Besides, in the most fascinating parts of Bali—the back country—there are few fancy hotels and not much air conditioning.

I didn’t want to hide from the heat, and I couldn’t fight it, so I learned to connect with it. That didn’t take long—maybe a single day—because most of the torment was in my mind, not in my body.

So I went beyond intellect.

I accepted the intense heat for what it was. I became one with the heat. I stopped looking at thermometers because I knew the numbers would be at the high end. It was hot during the day, it was hot during the night. It was hot all the time

So instead of hiding out, I walked miles and miles every day. Of course, I sweated and I itched, but that no longer mattered. I had a wonderful time poking around ruins, playing soccer with little kids, and exploring open-air markets.

I copied the natives by taking frequent showers or going swimming.

At noon the sun was almost overhead, and the heat was fierce. Yet I was so with it that I occasionally experienced a cold chill of pure delight.

I did not master the heat. I mastered myself. I perceived what heat is, and I behaved accordingly. No longer was heat bad, and cool good. No longer was there a duality of the temperature versus me.

To recycle that corny expression, we were one.

In the words of an old song, “When you’re hot, you’re hot. When you’re not, you’re not.”

Hot is hot. Cold is cold. Each is what it is.

And you are what you are.

1 Comments:

Blogger Mike said...

"...the mental ability to reason, or the capacity for understanding. It’s not just having knowledge, but being able to apply knowledge."

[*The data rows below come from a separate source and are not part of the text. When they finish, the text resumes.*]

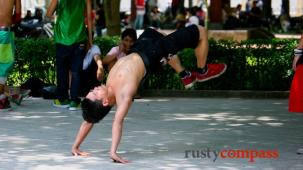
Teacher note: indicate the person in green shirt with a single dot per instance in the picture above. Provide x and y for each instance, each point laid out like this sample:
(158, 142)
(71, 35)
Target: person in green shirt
(70, 37)
(10, 13)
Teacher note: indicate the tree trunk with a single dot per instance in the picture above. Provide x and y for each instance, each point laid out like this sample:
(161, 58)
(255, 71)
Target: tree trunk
(112, 17)
(285, 7)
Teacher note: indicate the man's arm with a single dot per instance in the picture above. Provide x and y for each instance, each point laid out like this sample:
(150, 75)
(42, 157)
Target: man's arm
(100, 69)
(124, 102)
(51, 9)
(83, 131)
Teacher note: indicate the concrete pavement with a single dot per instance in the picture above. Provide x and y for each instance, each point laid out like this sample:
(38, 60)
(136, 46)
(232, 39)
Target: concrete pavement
(159, 133)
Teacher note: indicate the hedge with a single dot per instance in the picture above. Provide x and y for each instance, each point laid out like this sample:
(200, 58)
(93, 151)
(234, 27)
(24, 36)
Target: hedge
(252, 64)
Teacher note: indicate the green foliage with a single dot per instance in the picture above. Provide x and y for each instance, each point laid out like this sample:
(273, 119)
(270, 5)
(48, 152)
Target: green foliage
(34, 58)
(252, 64)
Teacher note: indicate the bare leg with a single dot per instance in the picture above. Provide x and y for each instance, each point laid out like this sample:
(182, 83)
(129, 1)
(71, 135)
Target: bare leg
(175, 63)
(201, 51)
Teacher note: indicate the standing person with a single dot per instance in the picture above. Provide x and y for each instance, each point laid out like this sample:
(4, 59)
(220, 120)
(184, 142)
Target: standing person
(126, 75)
(70, 37)
(128, 38)
(296, 90)
(10, 13)
(100, 19)
(140, 8)
(92, 72)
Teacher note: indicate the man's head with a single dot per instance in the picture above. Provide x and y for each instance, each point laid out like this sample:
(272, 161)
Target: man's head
(95, 106)
(128, 37)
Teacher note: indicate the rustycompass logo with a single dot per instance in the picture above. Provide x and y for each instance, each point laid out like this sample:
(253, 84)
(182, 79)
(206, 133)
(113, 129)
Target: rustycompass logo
(250, 154)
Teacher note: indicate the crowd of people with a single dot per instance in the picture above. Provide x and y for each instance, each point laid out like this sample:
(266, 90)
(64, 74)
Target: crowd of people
(80, 63)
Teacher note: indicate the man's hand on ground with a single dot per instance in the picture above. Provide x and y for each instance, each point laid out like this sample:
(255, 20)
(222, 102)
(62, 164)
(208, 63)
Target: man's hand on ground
(116, 158)
(77, 152)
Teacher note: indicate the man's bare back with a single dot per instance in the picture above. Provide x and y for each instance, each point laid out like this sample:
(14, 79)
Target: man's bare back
(130, 70)
(6, 11)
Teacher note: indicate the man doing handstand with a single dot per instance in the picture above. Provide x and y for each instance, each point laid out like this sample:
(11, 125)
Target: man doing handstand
(125, 76)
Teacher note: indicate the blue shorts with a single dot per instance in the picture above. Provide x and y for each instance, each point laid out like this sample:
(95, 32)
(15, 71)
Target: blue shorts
(152, 46)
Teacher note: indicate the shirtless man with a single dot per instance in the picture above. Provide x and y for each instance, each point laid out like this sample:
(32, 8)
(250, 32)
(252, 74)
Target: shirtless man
(10, 13)
(125, 76)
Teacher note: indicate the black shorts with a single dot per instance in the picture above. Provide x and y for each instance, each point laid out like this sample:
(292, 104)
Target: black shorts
(152, 46)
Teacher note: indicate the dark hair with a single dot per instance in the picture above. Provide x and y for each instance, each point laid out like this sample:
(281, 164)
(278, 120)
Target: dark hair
(94, 111)
(129, 32)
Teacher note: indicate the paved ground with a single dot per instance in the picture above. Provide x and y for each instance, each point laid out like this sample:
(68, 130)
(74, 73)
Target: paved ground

"Intellect is wisdom, knowledge, understanding, intelligence, and reasoning all rolled into one."

"Life trains us to think, to analyze, and to weigh pros and cons."

If these statements of your's are all true, then why the inconsistency with a statement in your last posting that "the first step to realizing this truth is to give up logical thinking..."? How can Zen apply reason, yet jettison logic at the same time?